I think it's about time I gave a shout-out to one of my favorite food blogs on the net, Serious Eats. If you love food, cooking, and reading about food and cooking, this blog is likely right up your alley. I could wax poetic for a good two, three stanzas about SE, but I'll stick with the point of this post, which is thanking them for this Thanksgiving Salad recipe. If you scroll into the comments (it's safe - I assure you that SE is one of the few places in the web where there be no dragons in the comments section), you'll see me declaring my intent to make it for dinner, and a few hours later, declaring that it was awesome. And it was.
Even disregarding the fact of their clearly superior photography, it's clear that this dish is not quite the same. I made a few changes when I made it last week. I still had brussels sprouts and sweet potatoes around, so I decided to make it again today, with even more changes based on Keith's feedback. I replaced the turkey with black beans, because we almost never have meat in the house. I used orzo instead of Israeli couscous, toasted it in butter, and cooked it in no-chicken broth. I tossed everything in a punchy lemon vinaigrette (with a good dose of dijon mustard).

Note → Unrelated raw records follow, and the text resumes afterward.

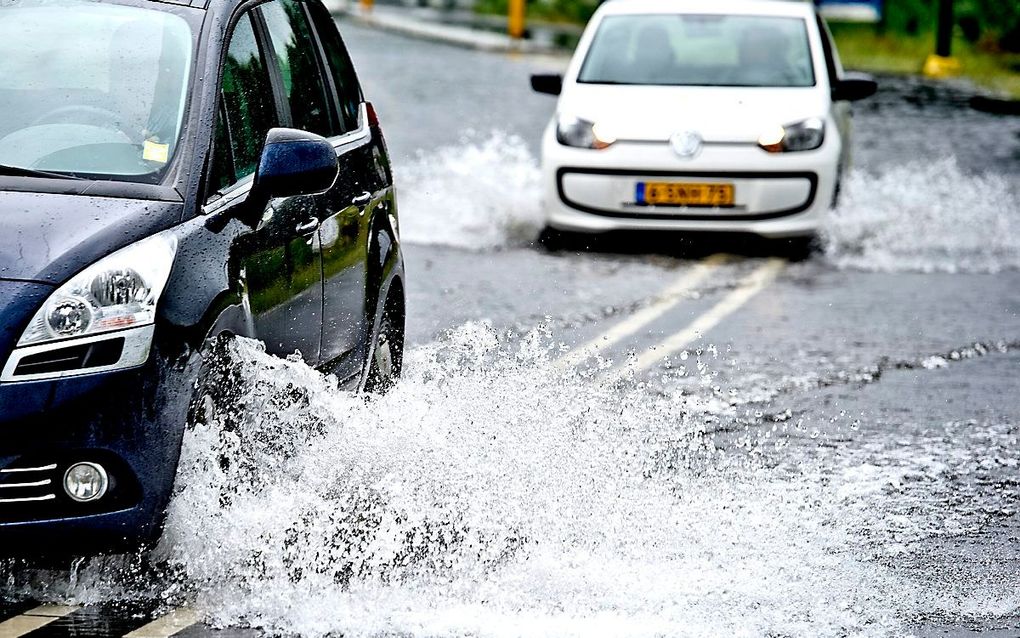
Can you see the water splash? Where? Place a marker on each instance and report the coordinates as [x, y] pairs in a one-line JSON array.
[[489, 494], [479, 194], [926, 216]]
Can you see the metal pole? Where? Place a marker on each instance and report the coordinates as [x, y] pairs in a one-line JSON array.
[[944, 43], [515, 23]]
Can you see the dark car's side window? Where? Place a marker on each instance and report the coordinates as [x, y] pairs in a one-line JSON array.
[[247, 110], [299, 68], [341, 67]]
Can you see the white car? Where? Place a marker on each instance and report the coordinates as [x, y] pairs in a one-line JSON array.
[[699, 115]]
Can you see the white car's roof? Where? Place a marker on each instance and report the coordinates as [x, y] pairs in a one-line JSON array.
[[792, 8]]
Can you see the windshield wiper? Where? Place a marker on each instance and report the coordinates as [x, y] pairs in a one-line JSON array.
[[33, 173]]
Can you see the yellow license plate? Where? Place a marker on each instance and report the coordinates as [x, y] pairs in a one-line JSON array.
[[689, 194]]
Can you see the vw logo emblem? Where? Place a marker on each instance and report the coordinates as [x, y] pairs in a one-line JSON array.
[[685, 143]]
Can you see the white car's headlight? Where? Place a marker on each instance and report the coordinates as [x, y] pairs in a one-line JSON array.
[[117, 292], [802, 136], [580, 133]]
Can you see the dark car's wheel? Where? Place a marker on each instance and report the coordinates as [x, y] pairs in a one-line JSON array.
[[387, 354]]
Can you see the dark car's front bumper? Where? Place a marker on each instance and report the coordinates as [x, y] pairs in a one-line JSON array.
[[125, 422]]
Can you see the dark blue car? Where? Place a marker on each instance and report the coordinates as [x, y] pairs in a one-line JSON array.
[[172, 175]]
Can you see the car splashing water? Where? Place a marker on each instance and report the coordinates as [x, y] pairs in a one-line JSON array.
[[919, 216], [492, 494]]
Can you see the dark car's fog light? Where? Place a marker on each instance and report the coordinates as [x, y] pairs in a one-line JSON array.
[[86, 482]]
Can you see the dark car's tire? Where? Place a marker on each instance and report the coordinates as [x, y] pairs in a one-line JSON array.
[[798, 248], [555, 240], [386, 358]]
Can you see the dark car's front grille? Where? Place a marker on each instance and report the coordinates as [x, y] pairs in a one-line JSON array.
[[29, 484], [32, 489], [72, 357]]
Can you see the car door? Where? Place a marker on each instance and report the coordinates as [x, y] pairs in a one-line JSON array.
[[279, 262], [312, 97], [842, 110]]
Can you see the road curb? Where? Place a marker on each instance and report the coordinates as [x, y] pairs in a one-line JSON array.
[[393, 21]]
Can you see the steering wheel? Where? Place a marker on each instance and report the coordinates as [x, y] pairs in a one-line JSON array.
[[89, 114]]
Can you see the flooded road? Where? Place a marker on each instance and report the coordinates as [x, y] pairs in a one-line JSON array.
[[678, 439]]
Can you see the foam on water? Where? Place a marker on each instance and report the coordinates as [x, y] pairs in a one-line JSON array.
[[480, 194], [490, 494], [926, 216]]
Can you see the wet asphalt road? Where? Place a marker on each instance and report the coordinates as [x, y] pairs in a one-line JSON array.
[[911, 377]]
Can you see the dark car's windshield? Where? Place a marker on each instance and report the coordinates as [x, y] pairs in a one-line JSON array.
[[700, 50], [91, 89]]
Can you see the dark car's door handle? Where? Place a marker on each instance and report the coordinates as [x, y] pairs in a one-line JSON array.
[[307, 228]]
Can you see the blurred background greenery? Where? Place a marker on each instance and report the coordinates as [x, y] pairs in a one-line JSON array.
[[986, 36]]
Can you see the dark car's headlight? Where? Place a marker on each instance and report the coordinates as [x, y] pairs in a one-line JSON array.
[[580, 133], [102, 317], [802, 136]]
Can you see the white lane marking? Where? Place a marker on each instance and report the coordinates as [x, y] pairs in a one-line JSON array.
[[751, 286], [669, 297], [34, 619], [165, 626]]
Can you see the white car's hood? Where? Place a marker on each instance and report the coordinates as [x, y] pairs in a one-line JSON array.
[[718, 113]]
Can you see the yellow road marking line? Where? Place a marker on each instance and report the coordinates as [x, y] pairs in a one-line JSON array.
[[165, 626], [34, 619], [751, 286], [669, 298]]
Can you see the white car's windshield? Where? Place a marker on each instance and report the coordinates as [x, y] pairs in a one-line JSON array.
[[700, 50], [90, 89]]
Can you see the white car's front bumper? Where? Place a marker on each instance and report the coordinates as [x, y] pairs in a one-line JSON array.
[[777, 195]]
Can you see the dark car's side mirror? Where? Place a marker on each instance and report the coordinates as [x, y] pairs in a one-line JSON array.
[[294, 162], [854, 87], [551, 84]]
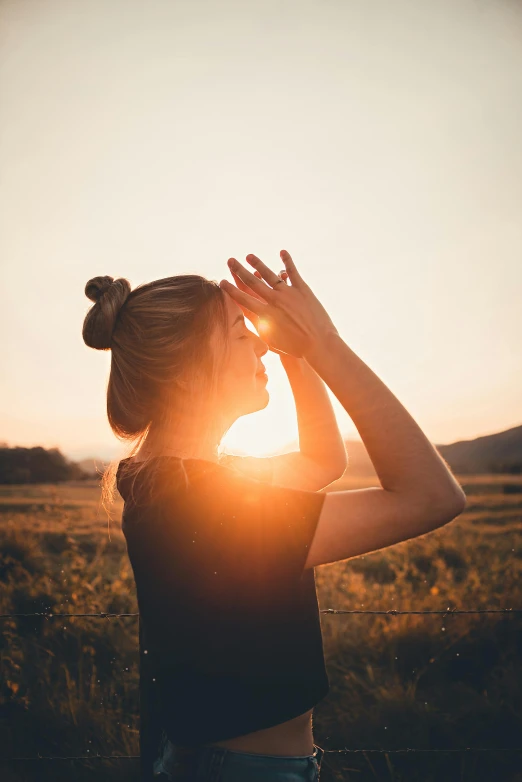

I gobbled it down for lunch, and before Keith had the chance to taste it and declare his clear approval for my changes, I gobbled down the rest for dinner. Gobble, gobble.
This dish lays in an interesting limbo from a dietitian's perspective. The sweet potatoes and brussels sprouts are obviously great choices, as are the black beans and toasted almonds (actually toasting your almonds is terrible for their nutritional quality, but whatevs). On the other hand, those are tossed in a bowl of white pasta, and let me tell you: I did not hold back on the fat with this dish. There's probably a good six tablespoons of fat in this recipe, between the olive oil and butter, plus the fat in the other ingredients.
But did I care about this as I wolfed it down for the 2/3 of my daily meals? Not really. Because, you know, maybe dishes like this aren't really in "limbo," but instead they strike the perfect balance. A variety of healthy choices, mixed with a few indulgences. I could try and look at this meal, chide myself about the six tablespoons of fat, and say, "This is a bad food, and you should feel bad about it." But I don't. And no one eating like this should!